Novo Nordisk A/S aims to propose a Board of Directors consisting of persons who have such knowledge and experience that the collective Board of Directors in the best possible way can attend to the interests of the Company and the shareholders, with due respect to other stakeholders of the Company.
The process of identifying and selecting suitable candidates for the Board of Directors, takes into account the required competences, the result of the Board of Directors’ self-assessment process and the need for integration of new expertise and diversity.
In 2013 the Board of Directors established a Nomination Committee in order to enhance the process for nominating members to the Board. The Nomination Committee has four members elected by the Board from among its members. The Nomination Committee assists the Board with oversight of a) the competence profile and composition of the Board, b) nomination of members of the Board, c) nomination of members of Board committees, and d) other tasks.

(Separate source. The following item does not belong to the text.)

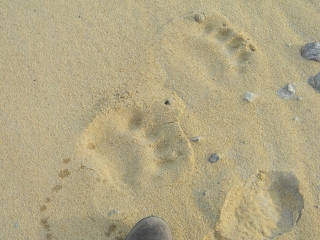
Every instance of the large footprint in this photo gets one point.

In nominating candidates, the Nomination Committee seeks to achieve a balance between renewal and continuity. The Board of Directors actively contributes to developing the Company as a global pharmaceutical company, and supervises the management’s decisions and operations.
It is the assessment of the Board of Directors that the proposed composition of the Board of Directors satisfies the criteria defined by the Board of Directors as regards the competences and composition of the Board of Directors.
The Board of Directors considers the size of the Board to be appropriate in relation to the requirements of the Company.
Please see the Company’s website: novonordisk.com under ‘About Novo Nordisk’ › ‘Corporate governance’ › ’Board of Directors’ for a more detailed description of the competence criteria of the Board of Directors.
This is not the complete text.